What is the output if the input is 1?

3

2

8

-2

The given rule is x3 - 5. When the input is 1, substituting it into the rule, we get 13 - 5 = 8. Therefore, the output is 8.

Explanation

The given rule is x3 - 5. When the input is 1, substituting it into the rule, we get 13 - 5 = 8. Therefore, the output is 8.

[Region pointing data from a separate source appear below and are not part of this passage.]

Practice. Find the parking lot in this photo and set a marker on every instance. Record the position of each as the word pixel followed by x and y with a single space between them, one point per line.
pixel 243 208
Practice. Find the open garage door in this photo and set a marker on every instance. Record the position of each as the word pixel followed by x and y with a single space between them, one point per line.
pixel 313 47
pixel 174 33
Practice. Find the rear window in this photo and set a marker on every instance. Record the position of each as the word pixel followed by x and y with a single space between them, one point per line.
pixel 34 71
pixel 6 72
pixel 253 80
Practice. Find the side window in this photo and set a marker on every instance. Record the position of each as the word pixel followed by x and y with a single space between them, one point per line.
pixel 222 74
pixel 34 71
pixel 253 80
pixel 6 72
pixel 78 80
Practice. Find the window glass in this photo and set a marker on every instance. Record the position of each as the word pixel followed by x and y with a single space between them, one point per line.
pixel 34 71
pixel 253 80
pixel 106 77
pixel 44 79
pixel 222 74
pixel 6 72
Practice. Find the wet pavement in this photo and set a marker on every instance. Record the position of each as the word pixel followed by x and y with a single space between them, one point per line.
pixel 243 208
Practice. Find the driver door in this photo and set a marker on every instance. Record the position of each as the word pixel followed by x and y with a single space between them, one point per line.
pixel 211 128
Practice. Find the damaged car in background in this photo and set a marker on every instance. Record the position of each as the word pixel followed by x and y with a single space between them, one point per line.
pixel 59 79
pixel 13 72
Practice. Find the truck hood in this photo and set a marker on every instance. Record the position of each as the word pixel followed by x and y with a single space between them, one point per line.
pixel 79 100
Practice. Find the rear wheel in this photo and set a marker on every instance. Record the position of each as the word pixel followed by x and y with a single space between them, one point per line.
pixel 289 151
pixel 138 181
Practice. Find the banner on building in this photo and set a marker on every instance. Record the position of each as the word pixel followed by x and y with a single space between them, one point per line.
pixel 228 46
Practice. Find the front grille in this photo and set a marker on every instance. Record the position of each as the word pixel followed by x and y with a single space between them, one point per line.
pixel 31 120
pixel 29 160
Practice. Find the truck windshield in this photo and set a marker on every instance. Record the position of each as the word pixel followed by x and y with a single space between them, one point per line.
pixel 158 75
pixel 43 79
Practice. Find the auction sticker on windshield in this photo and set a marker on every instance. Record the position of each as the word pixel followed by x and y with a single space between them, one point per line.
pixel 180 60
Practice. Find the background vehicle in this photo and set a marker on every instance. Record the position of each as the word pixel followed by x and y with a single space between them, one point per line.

4. Jennifer has a standard deck of cards. There are 52 cards in the deck. If Jennifer selects one card from the deck without looking, what is the probability of Jennifer selecting a king? Reduce the fraction to lowest terms.

4/52

4/4

1/13

13

The probability of Jennifer selecting a king can be calculated by dividing the number of favorable outcomes (the number of kings in the deck) by the total number of possible outcomes (the total number of cards in the deck). In this case, there are 4 kings in a standard deck of 52 cards, so the probability is 4/52. This fraction can be reduced to lowest terms by dividing both the numerator and denominator by their greatest common divisor, which is 4. Therefore, the probability of Jennifer selecting a king is 1/13.

Explanation

The probability of Jennifer selecting a king can be calculated by dividing the number of favorable outcomes (the number of kings in the deck) by the total number of possible outcomes (the total number of cards in the deck). In this case, there are 4 kings in a standard deck of 52 cards, so the probability is 4/52. This fraction can be reduced to lowest terms by dividing both the numerator and denominator by their greatest common divisor, which is 4. Therefore, the probability of Jennifer selecting a king is 1/13.

5. Rule = x3 -5

What is the output if the input is 6?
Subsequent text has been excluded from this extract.